As she browsed these materials, the Penitential Psalms kept showing up, in various forms. “They seemed ubiquitous in early modern printing,” she says.
“Not only were they reproduced (sometimes with quite sexy illustrations) as prayers for repentance in the primers, but they were also expounded in sermons and commentaries, dilated in meditations, translated and paraphrased in verse, and converted into song,” King’oo notes in her book. That led her to question just why these psalms received so much attention.
The project called for her to acquire language skills in Latin, Middle English, and 16th-century German, and took her to rare book and manuscript collections in the U.S. and the U.K., including the Bodleian Library at Oxford University, where she had earned her undergraduate degree.
What emerged over the decade that followed is a study that illuminates the history of Christianity and religious plurality; the history of books and material texts; the periodization of Western culture; and even the history of sexuality – because, as King’oo observes, most instances of repentance in the Christian tradition have to do with sexual transgressions.
The central psalm (No. 51 in the Protestant tradition), and the one that gives the book its title Miserere Mei, is traditionally associated with King David and his adulterous liaison with Bathsheba. “This is the quintessential Penitential Psalm,” says King’oo.
A pivotal place in history
The Penitential Psalms took on special significance during the Reformation, when the early Protestants separated from the Catholic Church. At that time, penance and repentance were hotly debated terms, says King’oo: “What we see over the long haul is a shift from penance – which usually involves an act of atonement, such as fasting, or wearing sackcloth and ashes, or reciting the Penitential Psalms – to repentance, which in a Protestant congregation would be understood as a change of heart or mind, a turning away from sin toward God.”
These different meanings became polarized into over-simplified polemical positions that characterized the Catholic Church as being more about works and the Protestant Church as more about attitude.
“That’s why the Penitential Psalms are so interesting,” says King’oo. “They are one of the major sites where this debate takes place.”
The book also has implications for how cultural and literary epochs are defined. King’oo’s study led her to challenge conventional notions of when the modern era began, and of the Reformation as an intellectual watershed. Through her project on the seven psalms, she says, she came to understand that “the modern world emerged from very subtle shifts from what came before, and from rewriting and reappropriations rather than cataclysmic change.”
Additionally, the Penitential Psalms hold a pivotal place in the book culture of the period, and the evolution of how books were made and circulated. In her book, King’oo discusses the processes of copying, editing, illustrating, printing, and marketing, and the vast amount of labor that went into reproducing these seven short biblical prayers.
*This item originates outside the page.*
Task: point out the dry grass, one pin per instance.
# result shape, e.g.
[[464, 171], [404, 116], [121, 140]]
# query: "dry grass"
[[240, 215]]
Implications for the digital age
Although the focus of her study is centuries-old, she says it also holds relevance for the digital generation. “We can ask the same questions of the digital world as we do of the world in which print technology emerged, and what that did for how theological concepts were understood,” she says. “What will digitization do for the way we understand any intellectual concept, not just theology?”
At the same time, she hopes digital works will not completely replace print materials, remembering those musty volumes that first drew her attention to this important group of psalms.
“I wouldn’t have embarked on this project without contact with that ghostly archive,” she says. “We see things differently when we can’t touch the page or inhale the dust!”